Firman Allah yang menceritakan tentang seruan Hud ‘Alaihis Shalâtu was Salam kepada kaumnya agar ber-istighfar.

وَيَا قَوْمِ اسْتَغْفِرُواْ رَبَّكُمْ ثُمَّ تُوبُواْ إِلَيْهِ يُرْسِلِ السَّمَاء عَلَيْكُم مِّدْرَارًا وَيَزِدْكُمْ قُوَّةً إِلَى قُوَّتِكُمْ وَلاَ تَتَوَلَّوْاْ مُجْرِمِينَ

Dan (Hud berkata), Hai kaumku, mohonlah ampun kepada Tuhanmu lalu bertaubatlah kepada-Nya, niscaya Dia menurunkan hujan yang sangat lebat atasmu dan Dia akan menambahkan kekuatan kepada kekuatanmu dan janganlah kamu berpaling dengan berbuat dosa“. (QS Hûd, 11: 52) Imam Ahmad, Abu Daud, An-Nasa’i, Ibnu Majah dan Al-Hakim meriwayatkan dari Abdullah bin Abbas Radhiyallâhu ‘anhumâ bahwa ia berkata: Rasulullah Shallallâhu‘alaihi wa sallam telah bersabda,

مَنْ أَكْثَرَ مِنَ الاِسْتِغْفَارِجَعَلَ اللَّهُ لَهُ مِنْ كُلِّ هَمٍّ فَرَجًا ، وَمِنْ كُلِّ ضِيقٍ مَخْرَجًا ، وَيَرْزُقْهُ مِنْ حَيْثُ لاَ يَحْتَسِبُ.

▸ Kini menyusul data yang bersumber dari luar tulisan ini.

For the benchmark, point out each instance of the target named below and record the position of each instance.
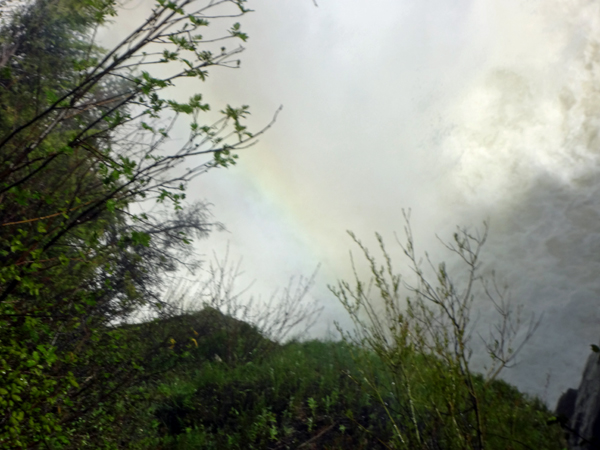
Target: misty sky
(460, 110)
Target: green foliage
(421, 334)
(83, 135)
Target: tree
(82, 160)
(422, 333)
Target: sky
(461, 111)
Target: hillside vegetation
(95, 225)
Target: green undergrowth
(228, 394)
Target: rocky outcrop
(579, 409)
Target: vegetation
(93, 352)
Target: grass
(229, 394)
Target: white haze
(461, 110)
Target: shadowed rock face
(579, 409)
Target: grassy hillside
(237, 390)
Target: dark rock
(565, 409)
(579, 410)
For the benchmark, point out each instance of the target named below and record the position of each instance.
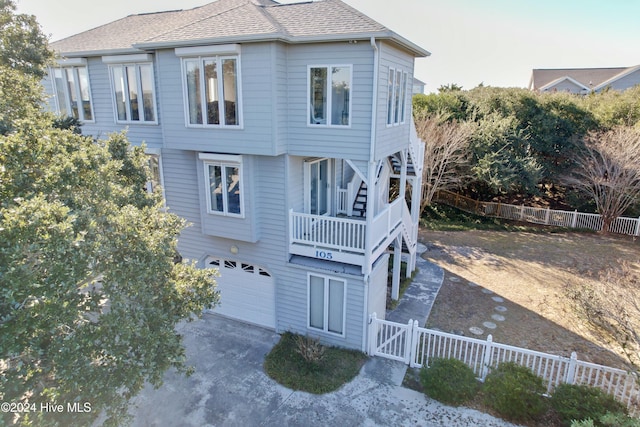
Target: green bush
(609, 420)
(580, 402)
(515, 392)
(449, 381)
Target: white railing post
(291, 228)
(547, 216)
(488, 355)
(413, 345)
(407, 342)
(373, 332)
(571, 369)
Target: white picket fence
(545, 216)
(416, 346)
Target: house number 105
(324, 255)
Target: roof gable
(231, 20)
(586, 77)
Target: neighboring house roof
(224, 21)
(587, 78)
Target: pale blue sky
(497, 42)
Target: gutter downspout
(366, 268)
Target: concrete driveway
(230, 388)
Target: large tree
(608, 171)
(90, 286)
(446, 153)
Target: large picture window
(134, 94)
(223, 182)
(330, 95)
(72, 92)
(327, 297)
(212, 91)
(396, 96)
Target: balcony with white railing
(343, 239)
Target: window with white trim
(155, 168)
(330, 95)
(212, 91)
(397, 96)
(133, 92)
(223, 183)
(72, 92)
(326, 303)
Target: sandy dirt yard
(512, 285)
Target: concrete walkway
(229, 386)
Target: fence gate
(390, 340)
(415, 346)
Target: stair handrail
(416, 148)
(352, 192)
(409, 227)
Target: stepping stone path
(476, 331)
(495, 317)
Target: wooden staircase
(396, 166)
(360, 202)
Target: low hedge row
(516, 393)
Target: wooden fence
(417, 346)
(558, 218)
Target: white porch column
(404, 158)
(368, 239)
(397, 263)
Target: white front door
(318, 187)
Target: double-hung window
(154, 162)
(223, 183)
(327, 296)
(329, 95)
(212, 85)
(133, 86)
(397, 96)
(212, 91)
(72, 91)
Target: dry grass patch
(531, 272)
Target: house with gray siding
(277, 132)
(584, 80)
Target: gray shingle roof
(224, 21)
(588, 77)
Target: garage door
(247, 292)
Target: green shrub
(449, 381)
(619, 419)
(310, 349)
(515, 392)
(609, 420)
(580, 402)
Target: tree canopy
(90, 287)
(526, 142)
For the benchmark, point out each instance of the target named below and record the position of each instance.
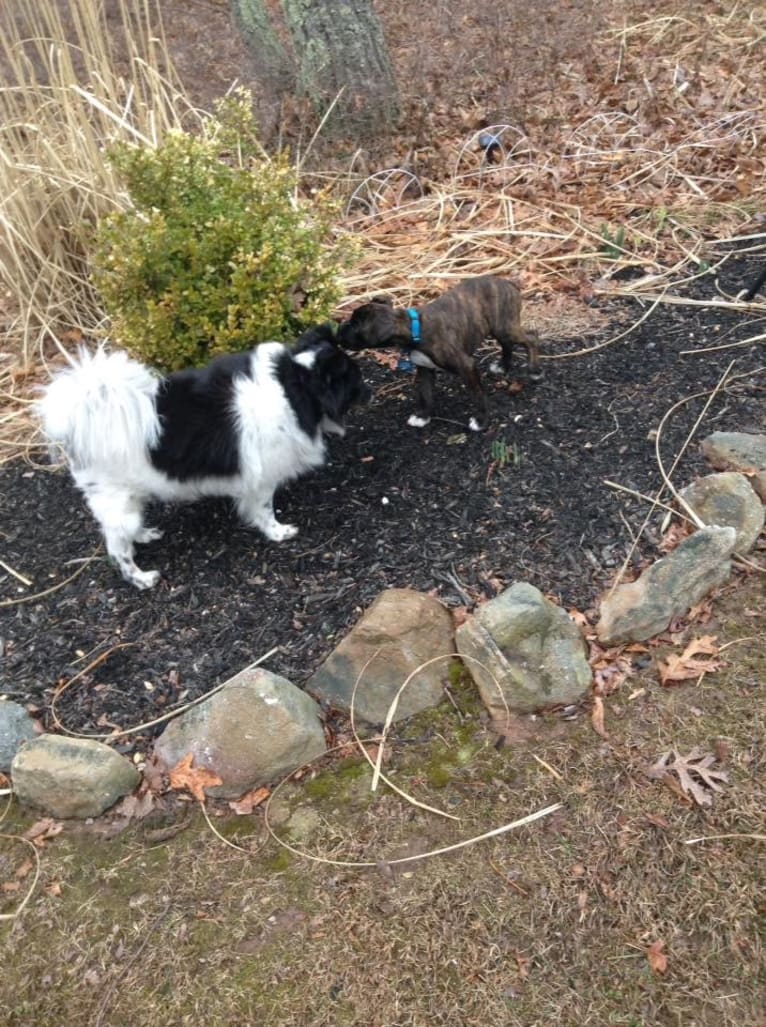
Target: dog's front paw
(281, 532)
(149, 535)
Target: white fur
(102, 412)
(422, 360)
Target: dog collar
(414, 325)
(405, 364)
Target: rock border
(523, 652)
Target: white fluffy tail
(102, 411)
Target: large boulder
(735, 451)
(15, 727)
(727, 498)
(669, 587)
(398, 633)
(739, 451)
(524, 646)
(257, 728)
(71, 777)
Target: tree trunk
(339, 45)
(273, 65)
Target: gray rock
(727, 498)
(406, 629)
(15, 727)
(667, 588)
(259, 727)
(532, 647)
(758, 482)
(71, 777)
(735, 451)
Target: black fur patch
(199, 438)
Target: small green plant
(613, 243)
(502, 454)
(217, 251)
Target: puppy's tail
(102, 410)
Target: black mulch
(394, 507)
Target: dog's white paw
(281, 532)
(145, 579)
(149, 535)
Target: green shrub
(217, 252)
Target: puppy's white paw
(149, 535)
(281, 532)
(145, 579)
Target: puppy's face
(371, 326)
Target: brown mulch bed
(454, 523)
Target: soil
(395, 506)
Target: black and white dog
(239, 427)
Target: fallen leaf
(681, 668)
(43, 831)
(657, 958)
(597, 717)
(24, 870)
(694, 773)
(247, 802)
(524, 964)
(183, 775)
(459, 615)
(136, 807)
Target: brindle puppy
(450, 329)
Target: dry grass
(62, 103)
(549, 924)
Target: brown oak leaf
(694, 773)
(681, 668)
(194, 780)
(656, 956)
(247, 802)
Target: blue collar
(414, 325)
(405, 364)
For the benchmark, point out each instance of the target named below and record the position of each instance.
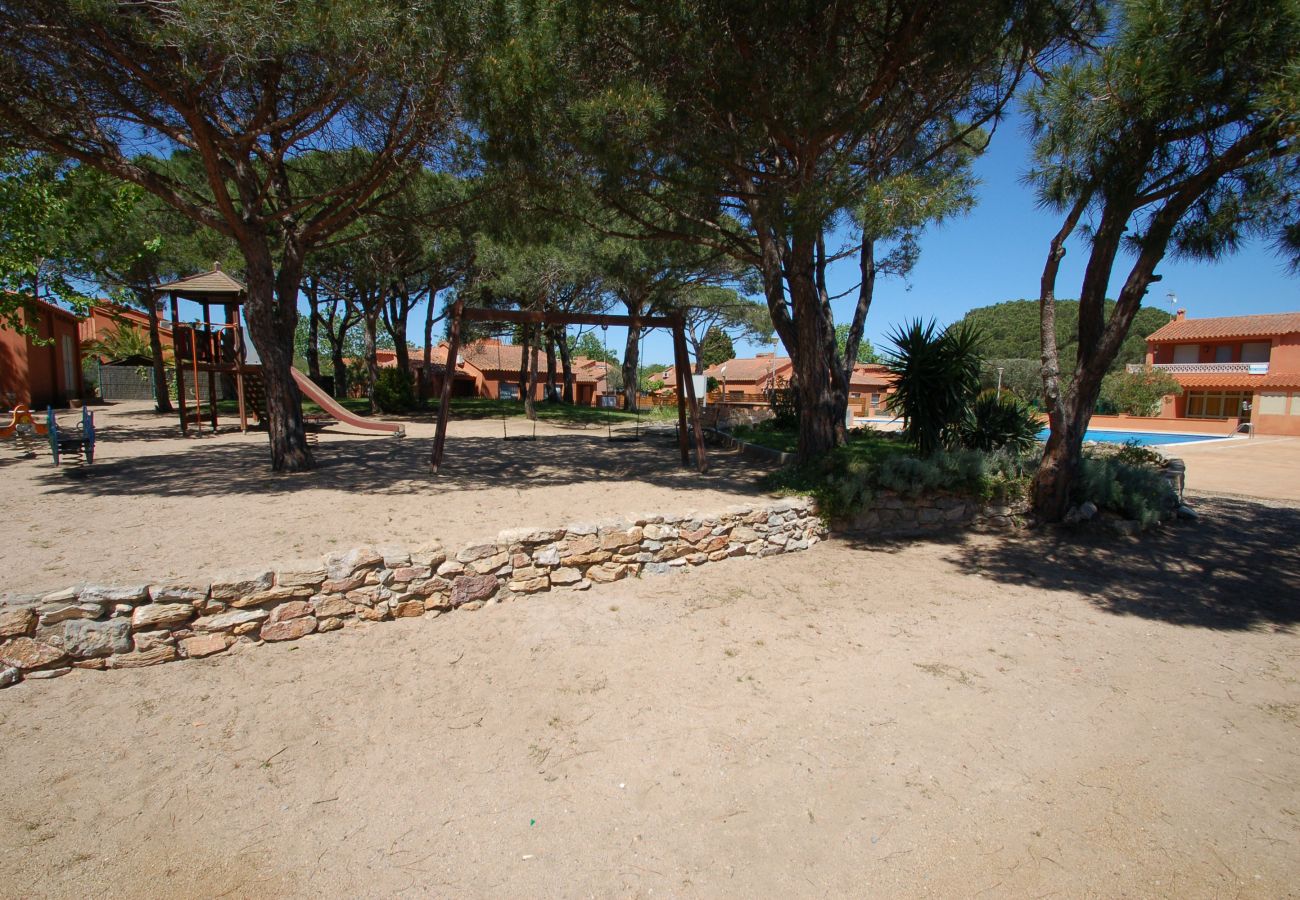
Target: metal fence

Barangsiapa memerbanyak istighfar (mohon ampun kepada Allah niscaya Allah menjadikan untuk setiap kesedihannya jalan keluar dan untuk setiap kesempitannya kelapangan dan Allah akan memberinya rezeki (yang halal) dari arah yang tidak disangka-sangka“ (Lafazh hadits ini adalah dari HR an-Nasa-i dari Abdullah bin Abbas, Sunan an-Nasâi, IX/171, hadit sno. 10217) Dalam hadits yang mulia ini, Nabi s.a.w. yang jujur dan credible (dapat dipercaya), yang berbicara berdasarkan wahyu, Shallallâhu ‘alaihi wa sallam mengabarkan tentang tiga hasil yang dapat dipetik oleh orang yang memerbanyak istighfar. Salah satunya yaitu, bahwa Allah Yang Maha Memberi rezeki, Yang Memiliki kekuatan akan memberikan rezeki dari arah yang tidak disangka-sangka dan tidak diharapkan serta tidak pernah terbetik dalam hatinya. Karena itu, kepada orang yang mengharapkan rezeki hendaklah dia bersegera untuk memerbanyak istighfar (memohon ampun), baik dengan ucapan maupun dengan perbuatan. Dan hendaknya setiap muslim waspada! Sekali lagi hendaknya waspada dari kemungkinan beristighfar hanya sebatas ucapan lisan tanpa perbuatan. Sebab yang demikian itu, kata para ulama, adalah pekerjaan para pendusta. Dan segeralah bertaubat dengan taubatan nasûhâ. Inilah hasil tadarus saya pagi ini. Mudah-mudahan bermanfaat.